Le 12 mai 2008, Philippe de Villiers a présenté son plan pour « faire de la Vendée une zone-témoin sans OGM ». Après avoir bouté le Gaucho et le Régent TS hors de son département, le vicomte est donc reparti sur le sentier de guerre. Le conseil général va « mettre en place un contrôle scientifique » afin de ne laisser aucun de ces ignobles organismes contaminer la belle terre vendéenne, a-t-il été communiqué à la presse. Nul ne sait toutefois si la fermeture des frontières figure parmi les premières mesures que le conseil compte prendre. En effet, toute présence sur le sol vendéen de fromages qui auraient été fabriqués à l’aide de chymosine recombinée (un OGM utilisé pour remplacer la présure de veaux abattus) est désormais devenue suspecte.
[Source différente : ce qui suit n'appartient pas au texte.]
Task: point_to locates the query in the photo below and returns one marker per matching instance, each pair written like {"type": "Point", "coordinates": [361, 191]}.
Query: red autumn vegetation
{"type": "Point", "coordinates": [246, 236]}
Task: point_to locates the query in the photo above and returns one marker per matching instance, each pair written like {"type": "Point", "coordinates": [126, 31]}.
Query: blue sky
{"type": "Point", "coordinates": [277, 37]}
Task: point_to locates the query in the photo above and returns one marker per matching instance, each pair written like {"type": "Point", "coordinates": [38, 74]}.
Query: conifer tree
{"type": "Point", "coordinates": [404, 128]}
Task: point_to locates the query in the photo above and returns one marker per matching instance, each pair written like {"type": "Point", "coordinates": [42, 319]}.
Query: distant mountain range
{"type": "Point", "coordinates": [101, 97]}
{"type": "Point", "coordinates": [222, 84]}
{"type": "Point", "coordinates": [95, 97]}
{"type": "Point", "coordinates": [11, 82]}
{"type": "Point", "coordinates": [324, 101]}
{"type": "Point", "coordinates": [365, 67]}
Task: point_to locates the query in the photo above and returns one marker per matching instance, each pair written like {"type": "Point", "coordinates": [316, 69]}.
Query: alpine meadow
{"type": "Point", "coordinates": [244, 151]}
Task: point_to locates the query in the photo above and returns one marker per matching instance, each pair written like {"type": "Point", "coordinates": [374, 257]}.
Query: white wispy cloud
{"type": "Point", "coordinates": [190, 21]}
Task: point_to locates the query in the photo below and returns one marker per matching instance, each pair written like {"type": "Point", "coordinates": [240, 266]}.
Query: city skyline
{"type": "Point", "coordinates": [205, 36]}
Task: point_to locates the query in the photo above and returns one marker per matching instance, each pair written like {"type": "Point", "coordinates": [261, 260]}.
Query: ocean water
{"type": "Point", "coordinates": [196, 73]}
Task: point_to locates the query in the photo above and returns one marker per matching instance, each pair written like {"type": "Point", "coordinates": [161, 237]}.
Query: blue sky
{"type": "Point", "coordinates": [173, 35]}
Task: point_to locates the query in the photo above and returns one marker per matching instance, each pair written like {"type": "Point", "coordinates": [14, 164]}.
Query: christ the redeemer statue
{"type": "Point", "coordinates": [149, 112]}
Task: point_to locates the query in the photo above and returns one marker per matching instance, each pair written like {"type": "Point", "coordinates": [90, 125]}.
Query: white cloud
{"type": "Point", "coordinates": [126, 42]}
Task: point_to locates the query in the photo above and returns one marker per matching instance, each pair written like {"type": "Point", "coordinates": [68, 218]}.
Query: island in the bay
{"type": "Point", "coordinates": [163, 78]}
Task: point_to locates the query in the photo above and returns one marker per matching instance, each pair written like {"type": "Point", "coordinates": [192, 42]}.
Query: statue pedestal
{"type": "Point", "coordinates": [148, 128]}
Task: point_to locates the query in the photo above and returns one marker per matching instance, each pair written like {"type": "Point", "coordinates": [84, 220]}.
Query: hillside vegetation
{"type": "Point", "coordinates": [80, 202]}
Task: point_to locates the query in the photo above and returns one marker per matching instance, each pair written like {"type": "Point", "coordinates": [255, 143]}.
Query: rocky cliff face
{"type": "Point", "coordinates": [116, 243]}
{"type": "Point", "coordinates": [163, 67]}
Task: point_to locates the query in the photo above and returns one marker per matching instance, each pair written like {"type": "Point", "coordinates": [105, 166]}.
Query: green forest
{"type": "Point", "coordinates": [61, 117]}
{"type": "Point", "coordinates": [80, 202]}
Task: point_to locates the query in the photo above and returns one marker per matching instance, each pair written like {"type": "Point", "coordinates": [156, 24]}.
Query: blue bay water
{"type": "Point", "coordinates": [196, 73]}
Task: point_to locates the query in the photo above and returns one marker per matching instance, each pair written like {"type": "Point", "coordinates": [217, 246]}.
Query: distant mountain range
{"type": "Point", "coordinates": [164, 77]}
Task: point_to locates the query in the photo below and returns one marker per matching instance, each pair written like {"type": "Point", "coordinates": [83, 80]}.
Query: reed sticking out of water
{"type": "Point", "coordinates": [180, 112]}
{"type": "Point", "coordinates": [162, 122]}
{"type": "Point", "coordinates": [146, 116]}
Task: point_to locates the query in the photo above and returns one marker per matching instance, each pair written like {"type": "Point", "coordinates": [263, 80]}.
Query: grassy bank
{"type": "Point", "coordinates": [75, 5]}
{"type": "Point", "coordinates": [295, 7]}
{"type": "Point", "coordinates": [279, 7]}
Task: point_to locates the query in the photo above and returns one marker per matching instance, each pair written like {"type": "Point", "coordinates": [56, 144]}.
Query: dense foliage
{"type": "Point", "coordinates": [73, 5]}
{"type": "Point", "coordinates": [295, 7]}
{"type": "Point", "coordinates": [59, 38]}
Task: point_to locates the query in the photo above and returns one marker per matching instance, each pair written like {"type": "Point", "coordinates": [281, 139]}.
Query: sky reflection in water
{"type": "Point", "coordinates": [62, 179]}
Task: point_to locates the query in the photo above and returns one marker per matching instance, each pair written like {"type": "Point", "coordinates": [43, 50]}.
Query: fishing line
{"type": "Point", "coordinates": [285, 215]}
De même pour la bière fabriquée à partir d’enzymes génétiquement modifiées de type amylase, qui en toute logique ne devrait plus garnir les rayons des grandes surfaces de La Roche-sur-Yon ou des Sables d’Olonne. Même l’emblématique préfou, ce morceau de pâte à pain frotté d’ail et beurré qui se déguste chaud, est menacé d’expulsion à cause du bannissement des enzymes alfa-amilaze provenant d’organismes transgéniques, devenus soudainement indésirables sur les terres du vicomte. « Ces mesures, qui relèvent du principe de précaution, ont été décidées car la loi adoptée par le Parlement français est défaillante. Elle ne nous protège pas assez », a confirmé un fonctionnaire du conseil général à A&E, qui estime que les experts ne sont pas unanimes quant à la contamination possible par les enzymes OGM.
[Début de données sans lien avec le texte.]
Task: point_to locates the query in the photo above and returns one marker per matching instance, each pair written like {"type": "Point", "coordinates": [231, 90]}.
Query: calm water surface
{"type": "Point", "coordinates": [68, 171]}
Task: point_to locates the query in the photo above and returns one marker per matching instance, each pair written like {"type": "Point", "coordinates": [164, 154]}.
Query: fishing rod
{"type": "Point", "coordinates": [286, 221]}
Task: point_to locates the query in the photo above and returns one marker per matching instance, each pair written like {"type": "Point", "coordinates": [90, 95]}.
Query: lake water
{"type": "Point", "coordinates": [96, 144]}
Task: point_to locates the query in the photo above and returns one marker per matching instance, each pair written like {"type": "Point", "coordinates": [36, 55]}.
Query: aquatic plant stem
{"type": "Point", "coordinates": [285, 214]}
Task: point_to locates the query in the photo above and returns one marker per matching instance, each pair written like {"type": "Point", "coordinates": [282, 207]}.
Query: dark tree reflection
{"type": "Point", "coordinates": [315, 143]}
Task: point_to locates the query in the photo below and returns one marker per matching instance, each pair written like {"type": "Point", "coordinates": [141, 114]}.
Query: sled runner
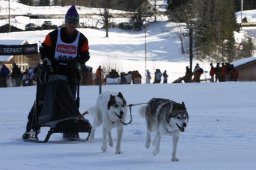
{"type": "Point", "coordinates": [56, 108]}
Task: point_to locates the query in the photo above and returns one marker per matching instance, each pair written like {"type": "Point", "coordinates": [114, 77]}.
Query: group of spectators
{"type": "Point", "coordinates": [15, 77]}
{"type": "Point", "coordinates": [131, 77]}
{"type": "Point", "coordinates": [220, 73]}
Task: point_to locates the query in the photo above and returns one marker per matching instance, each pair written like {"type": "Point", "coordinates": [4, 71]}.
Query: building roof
{"type": "Point", "coordinates": [244, 61]}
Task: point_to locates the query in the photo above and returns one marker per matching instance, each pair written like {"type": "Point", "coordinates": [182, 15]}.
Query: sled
{"type": "Point", "coordinates": [66, 118]}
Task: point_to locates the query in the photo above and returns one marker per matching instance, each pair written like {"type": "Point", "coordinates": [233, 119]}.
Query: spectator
{"type": "Point", "coordinates": [158, 76]}
{"type": "Point", "coordinates": [234, 74]}
{"type": "Point", "coordinates": [148, 77]}
{"type": "Point", "coordinates": [218, 73]}
{"type": "Point", "coordinates": [165, 75]}
{"type": "Point", "coordinates": [4, 74]}
{"type": "Point", "coordinates": [16, 74]}
{"type": "Point", "coordinates": [212, 72]}
{"type": "Point", "coordinates": [188, 75]}
{"type": "Point", "coordinates": [198, 71]}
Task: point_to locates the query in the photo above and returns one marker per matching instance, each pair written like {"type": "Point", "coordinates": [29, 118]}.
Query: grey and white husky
{"type": "Point", "coordinates": [164, 117]}
{"type": "Point", "coordinates": [110, 110]}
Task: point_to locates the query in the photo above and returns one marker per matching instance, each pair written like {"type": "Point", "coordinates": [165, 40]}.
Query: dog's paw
{"type": "Point", "coordinates": [175, 159]}
{"type": "Point", "coordinates": [155, 152]}
{"type": "Point", "coordinates": [118, 152]}
{"type": "Point", "coordinates": [104, 148]}
{"type": "Point", "coordinates": [110, 143]}
{"type": "Point", "coordinates": [147, 144]}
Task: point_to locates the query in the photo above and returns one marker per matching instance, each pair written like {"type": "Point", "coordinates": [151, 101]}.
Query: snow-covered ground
{"type": "Point", "coordinates": [221, 130]}
{"type": "Point", "coordinates": [220, 134]}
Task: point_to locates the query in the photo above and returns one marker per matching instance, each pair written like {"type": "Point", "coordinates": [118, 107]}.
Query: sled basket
{"type": "Point", "coordinates": [71, 125]}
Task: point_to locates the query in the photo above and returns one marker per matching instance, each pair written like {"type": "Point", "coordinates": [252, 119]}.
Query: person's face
{"type": "Point", "coordinates": [71, 27]}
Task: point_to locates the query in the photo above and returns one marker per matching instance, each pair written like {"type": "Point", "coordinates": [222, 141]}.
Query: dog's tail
{"type": "Point", "coordinates": [90, 111]}
{"type": "Point", "coordinates": [143, 111]}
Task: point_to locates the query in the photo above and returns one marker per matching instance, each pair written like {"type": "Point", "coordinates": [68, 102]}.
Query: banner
{"type": "Point", "coordinates": [18, 49]}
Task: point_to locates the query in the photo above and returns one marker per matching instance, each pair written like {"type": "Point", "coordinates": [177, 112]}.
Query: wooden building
{"type": "Point", "coordinates": [246, 68]}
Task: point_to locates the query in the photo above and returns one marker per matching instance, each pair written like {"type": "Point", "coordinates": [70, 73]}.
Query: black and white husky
{"type": "Point", "coordinates": [110, 110]}
{"type": "Point", "coordinates": [164, 117]}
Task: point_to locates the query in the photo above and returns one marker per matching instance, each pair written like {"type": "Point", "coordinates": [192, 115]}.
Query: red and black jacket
{"type": "Point", "coordinates": [47, 50]}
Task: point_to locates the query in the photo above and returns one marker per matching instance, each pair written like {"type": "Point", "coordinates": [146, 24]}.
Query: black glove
{"type": "Point", "coordinates": [83, 57]}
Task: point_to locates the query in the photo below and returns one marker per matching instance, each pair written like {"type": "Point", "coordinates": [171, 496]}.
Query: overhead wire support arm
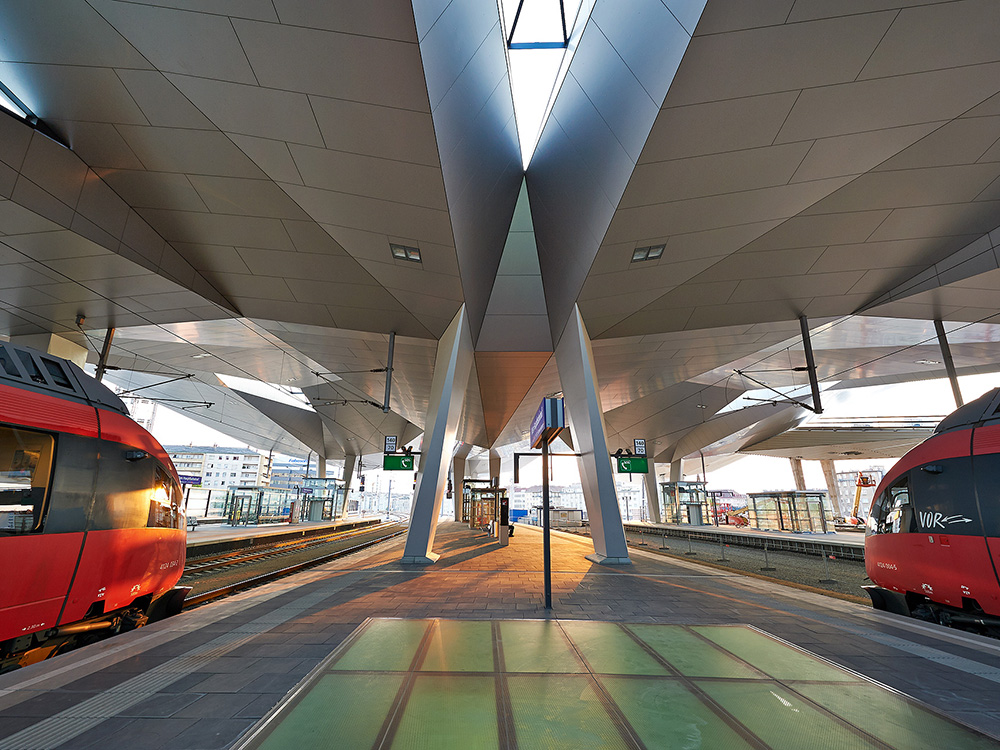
{"type": "Point", "coordinates": [785, 398]}
{"type": "Point", "coordinates": [388, 372]}
{"type": "Point", "coordinates": [810, 364]}
{"type": "Point", "coordinates": [154, 385]}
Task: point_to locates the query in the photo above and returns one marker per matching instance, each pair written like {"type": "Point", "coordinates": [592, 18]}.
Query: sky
{"type": "Point", "coordinates": [748, 474]}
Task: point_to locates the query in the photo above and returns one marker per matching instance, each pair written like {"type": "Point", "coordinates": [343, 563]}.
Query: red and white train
{"type": "Point", "coordinates": [932, 542]}
{"type": "Point", "coordinates": [92, 528]}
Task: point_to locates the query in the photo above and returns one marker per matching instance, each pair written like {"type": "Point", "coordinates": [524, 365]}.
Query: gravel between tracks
{"type": "Point", "coordinates": [847, 576]}
{"type": "Point", "coordinates": [219, 577]}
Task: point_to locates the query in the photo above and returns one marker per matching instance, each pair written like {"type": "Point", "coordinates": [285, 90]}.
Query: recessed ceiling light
{"type": "Point", "coordinates": [405, 252]}
{"type": "Point", "coordinates": [649, 252]}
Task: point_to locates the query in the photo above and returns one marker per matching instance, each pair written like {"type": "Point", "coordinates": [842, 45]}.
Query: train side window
{"type": "Point", "coordinates": [56, 372]}
{"type": "Point", "coordinates": [8, 364]}
{"type": "Point", "coordinates": [30, 367]}
{"type": "Point", "coordinates": [25, 468]}
{"type": "Point", "coordinates": [892, 511]}
{"type": "Point", "coordinates": [944, 498]}
{"type": "Point", "coordinates": [165, 511]}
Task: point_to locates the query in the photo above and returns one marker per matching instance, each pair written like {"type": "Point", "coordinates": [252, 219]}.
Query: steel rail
{"type": "Point", "coordinates": [208, 596]}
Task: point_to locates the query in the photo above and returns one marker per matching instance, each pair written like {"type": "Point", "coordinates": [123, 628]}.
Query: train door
{"type": "Point", "coordinates": [986, 470]}
{"type": "Point", "coordinates": [135, 534]}
{"type": "Point", "coordinates": [951, 551]}
{"type": "Point", "coordinates": [35, 567]}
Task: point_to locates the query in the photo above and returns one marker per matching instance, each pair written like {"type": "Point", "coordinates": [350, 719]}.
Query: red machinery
{"type": "Point", "coordinates": [932, 542]}
{"type": "Point", "coordinates": [92, 532]}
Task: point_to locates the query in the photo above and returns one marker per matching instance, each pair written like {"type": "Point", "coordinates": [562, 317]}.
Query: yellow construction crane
{"type": "Point", "coordinates": [864, 480]}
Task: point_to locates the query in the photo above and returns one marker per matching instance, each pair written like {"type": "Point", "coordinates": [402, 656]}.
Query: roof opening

Cependant, la création d’un label « sans OGM », qui sera délivré par une « commission de labellisation », inquiète déjà une partie du monde paysan. « Cette première mesure de purification rappelle une triste époque de notre histoire », commente un agriculteur vendéen qui, dans cette situation de délation généralisée, préfère garder l’anonymat. En outre, des analystes avertis s’interrogent sur la pertinence du plan « d’aide en faveur de l’agriculture biologique », dont les surfaces devraient doubler en cinq ans. Ce plan est-il vraiment à la hauteur du défi ? Car privés des sojas OGM argentins et brésiliens, les éleveurs de vaches parthenaises à robe brune, de moutons de pré-salé ou de porcs fermiers, se demandent où ils iront trouver de quoi nourrir leur bétail. Enfin, ils craignent que des brigades de contrôle ne se mettent en place. Déjà, une pétition intitulée « Solidarité avec le soja brésilien » a été rédigée pour demander la libre circulation de tous les sojas. « La surveillance par l’ADN du soja est intolérable dans une démocratie », s’indigne l’un des signataires.